パンパンに膨れ上がった羊を動かそうとしたとき、それまで黙っていたイヨが口を開いた。
「移動させるのであれば、私が手伝いましょうか」
キムはその言葉の意味が分からなかったのか、ヴィクターに説明を求めるように顔を向けた。
「彼女は魔法騎士団なんです。この羊をゲルの方に運ぶくらい簡単にできますよ」
その言葉を聞いて、キムは目を見開いた。
「本当かい?ぜひお願いしたいな」
キムのその言葉を聞いて、イヨは羊ごとヴィクターとキムを移動させた。
「おおお!?すごい。これが移動魔法か!」
「私も最初は驚きました。でも、あんまり使われると酔うので気を付けた方がいいですよ」
先輩ゆえの忠告をキムにして、ヴィクターはフランシスカの所へ戻っていった。
◇
その日の夜、ヴィクターたちはシンから食事に誘われて彼らの家族たちと食卓を共にしていた。ヴィクターたちが羊を殺すのを手伝ってくれた礼ということだった。出された料理は昼間に殺した羊の肉だ。

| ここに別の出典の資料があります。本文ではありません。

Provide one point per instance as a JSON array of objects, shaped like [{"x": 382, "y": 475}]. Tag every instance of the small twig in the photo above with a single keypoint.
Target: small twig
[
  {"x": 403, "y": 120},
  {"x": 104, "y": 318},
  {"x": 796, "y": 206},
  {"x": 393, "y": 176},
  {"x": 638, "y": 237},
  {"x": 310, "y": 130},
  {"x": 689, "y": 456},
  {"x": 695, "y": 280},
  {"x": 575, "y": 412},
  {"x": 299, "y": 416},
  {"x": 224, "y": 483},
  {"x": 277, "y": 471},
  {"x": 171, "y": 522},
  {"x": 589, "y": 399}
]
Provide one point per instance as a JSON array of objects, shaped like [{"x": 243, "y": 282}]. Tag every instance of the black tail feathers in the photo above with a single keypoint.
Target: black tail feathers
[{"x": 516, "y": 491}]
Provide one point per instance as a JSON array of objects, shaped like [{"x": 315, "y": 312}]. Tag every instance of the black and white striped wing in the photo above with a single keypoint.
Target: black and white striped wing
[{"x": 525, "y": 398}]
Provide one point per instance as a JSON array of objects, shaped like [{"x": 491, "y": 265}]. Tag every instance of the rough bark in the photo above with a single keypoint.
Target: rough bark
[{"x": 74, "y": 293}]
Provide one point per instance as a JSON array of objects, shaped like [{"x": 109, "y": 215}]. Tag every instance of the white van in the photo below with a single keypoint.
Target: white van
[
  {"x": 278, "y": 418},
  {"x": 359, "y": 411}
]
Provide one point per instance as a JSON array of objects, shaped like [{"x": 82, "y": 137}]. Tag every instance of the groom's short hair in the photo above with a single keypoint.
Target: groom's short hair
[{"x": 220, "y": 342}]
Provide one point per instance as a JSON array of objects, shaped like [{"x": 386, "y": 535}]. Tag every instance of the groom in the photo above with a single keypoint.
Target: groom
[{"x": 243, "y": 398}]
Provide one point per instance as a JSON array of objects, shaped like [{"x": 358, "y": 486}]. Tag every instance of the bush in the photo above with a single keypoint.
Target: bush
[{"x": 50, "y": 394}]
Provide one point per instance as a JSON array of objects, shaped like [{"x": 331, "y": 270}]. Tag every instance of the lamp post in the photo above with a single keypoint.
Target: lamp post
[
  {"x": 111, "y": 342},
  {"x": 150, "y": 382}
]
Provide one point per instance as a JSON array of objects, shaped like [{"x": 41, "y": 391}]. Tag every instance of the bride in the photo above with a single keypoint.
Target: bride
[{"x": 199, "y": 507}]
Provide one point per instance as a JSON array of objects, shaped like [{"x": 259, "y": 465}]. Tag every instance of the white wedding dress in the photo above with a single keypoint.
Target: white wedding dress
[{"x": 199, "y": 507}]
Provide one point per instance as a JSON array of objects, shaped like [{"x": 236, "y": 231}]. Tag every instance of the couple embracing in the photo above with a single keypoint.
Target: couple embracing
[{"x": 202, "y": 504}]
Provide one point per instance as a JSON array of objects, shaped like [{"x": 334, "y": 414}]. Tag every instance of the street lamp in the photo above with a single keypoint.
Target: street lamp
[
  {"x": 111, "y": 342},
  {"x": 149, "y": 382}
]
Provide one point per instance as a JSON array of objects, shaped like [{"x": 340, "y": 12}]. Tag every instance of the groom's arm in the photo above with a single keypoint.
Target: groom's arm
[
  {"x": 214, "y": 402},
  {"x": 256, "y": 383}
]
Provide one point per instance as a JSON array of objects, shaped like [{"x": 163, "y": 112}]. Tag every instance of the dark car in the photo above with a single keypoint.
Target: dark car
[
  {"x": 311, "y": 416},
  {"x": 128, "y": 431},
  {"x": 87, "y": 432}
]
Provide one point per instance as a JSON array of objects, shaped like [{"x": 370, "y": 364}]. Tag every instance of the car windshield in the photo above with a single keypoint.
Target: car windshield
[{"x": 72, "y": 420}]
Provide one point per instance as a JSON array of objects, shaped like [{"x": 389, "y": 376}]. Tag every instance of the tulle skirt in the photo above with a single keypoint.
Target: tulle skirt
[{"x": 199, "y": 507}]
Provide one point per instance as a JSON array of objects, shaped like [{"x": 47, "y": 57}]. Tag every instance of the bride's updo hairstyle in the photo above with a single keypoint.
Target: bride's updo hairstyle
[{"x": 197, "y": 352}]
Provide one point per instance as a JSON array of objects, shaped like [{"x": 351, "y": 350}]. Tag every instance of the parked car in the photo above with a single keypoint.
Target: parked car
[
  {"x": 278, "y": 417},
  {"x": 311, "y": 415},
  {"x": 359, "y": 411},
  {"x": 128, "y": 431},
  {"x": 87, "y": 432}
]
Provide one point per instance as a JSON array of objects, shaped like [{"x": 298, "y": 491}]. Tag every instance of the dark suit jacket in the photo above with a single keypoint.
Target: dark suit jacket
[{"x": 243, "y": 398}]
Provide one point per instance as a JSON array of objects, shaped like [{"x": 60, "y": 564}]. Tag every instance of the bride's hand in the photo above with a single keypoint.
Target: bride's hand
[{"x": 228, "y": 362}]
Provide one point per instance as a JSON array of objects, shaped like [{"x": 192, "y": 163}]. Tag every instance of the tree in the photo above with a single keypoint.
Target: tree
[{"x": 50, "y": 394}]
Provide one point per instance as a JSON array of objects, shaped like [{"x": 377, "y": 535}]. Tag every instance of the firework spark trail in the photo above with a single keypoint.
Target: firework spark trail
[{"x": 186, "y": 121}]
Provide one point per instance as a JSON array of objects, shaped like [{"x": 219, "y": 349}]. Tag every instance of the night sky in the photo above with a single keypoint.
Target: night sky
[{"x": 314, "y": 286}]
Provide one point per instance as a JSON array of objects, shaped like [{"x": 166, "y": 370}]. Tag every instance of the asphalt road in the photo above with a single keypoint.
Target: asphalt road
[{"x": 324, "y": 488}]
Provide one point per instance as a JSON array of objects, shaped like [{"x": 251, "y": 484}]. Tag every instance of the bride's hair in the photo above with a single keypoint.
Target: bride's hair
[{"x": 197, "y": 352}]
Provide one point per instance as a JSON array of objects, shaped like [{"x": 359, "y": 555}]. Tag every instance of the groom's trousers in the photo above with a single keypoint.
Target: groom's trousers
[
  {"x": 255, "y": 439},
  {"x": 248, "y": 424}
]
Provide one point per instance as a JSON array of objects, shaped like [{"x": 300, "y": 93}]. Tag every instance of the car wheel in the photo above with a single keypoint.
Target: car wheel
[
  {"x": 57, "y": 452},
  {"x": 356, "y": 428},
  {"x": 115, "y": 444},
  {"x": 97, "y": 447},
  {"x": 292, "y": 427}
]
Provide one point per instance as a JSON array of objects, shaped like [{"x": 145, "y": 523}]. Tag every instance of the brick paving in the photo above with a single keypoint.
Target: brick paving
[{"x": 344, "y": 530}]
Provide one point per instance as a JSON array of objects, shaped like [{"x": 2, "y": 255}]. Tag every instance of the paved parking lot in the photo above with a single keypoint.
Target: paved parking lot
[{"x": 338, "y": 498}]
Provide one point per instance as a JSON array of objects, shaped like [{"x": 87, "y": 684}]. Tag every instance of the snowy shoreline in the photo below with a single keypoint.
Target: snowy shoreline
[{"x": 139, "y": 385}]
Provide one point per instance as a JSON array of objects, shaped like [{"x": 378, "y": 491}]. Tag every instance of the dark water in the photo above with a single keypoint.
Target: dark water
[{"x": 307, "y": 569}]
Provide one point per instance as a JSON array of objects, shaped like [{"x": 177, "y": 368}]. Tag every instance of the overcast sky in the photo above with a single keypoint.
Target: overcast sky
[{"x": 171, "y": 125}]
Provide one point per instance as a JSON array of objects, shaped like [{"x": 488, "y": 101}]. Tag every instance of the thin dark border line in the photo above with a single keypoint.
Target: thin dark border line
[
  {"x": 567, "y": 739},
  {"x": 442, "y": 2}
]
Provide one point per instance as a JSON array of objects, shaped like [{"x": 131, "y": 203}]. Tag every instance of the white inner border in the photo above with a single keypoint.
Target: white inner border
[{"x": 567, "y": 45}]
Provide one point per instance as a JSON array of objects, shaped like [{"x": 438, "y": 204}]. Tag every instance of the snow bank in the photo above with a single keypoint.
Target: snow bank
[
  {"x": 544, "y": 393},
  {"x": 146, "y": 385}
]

(羊肉…つまりラムってやつだよな。なんかクセが強いって聞いたことあるけど…)
ヴィクターは羊肉を食べたことがなかった。恐る恐る口に入れるが、想像していたクセの強さは感じず、美味しく食べることができた。
「あまった羊の肉はどうするんですか」
「干し肉にして保存するよ。街が近くにある時は売りに行くこともあるけどね」
ここでもフランシスカの質問攻めは健在だった。だが、この時こそフランシスカが一番活き活きとしている時間でもあるのだ。
(遊牧の生活か…)
ヴィクターの世界にもモンゴルなどには遊牧民が住んでいる。だが、その生活をかえりみたことなど一度もなかった。今はほとんど失われてしまったこういった生業を体験できていることにヴィクターは少しだけ感謝した。
(こういう生活も、悪くはないな)
空を見上げると、無数の星がきらめきながらヴィクターたちを見下ろしている。その星々を見つめ返して、ヴィクターは自分の元居た世界に思いをはせるのだった。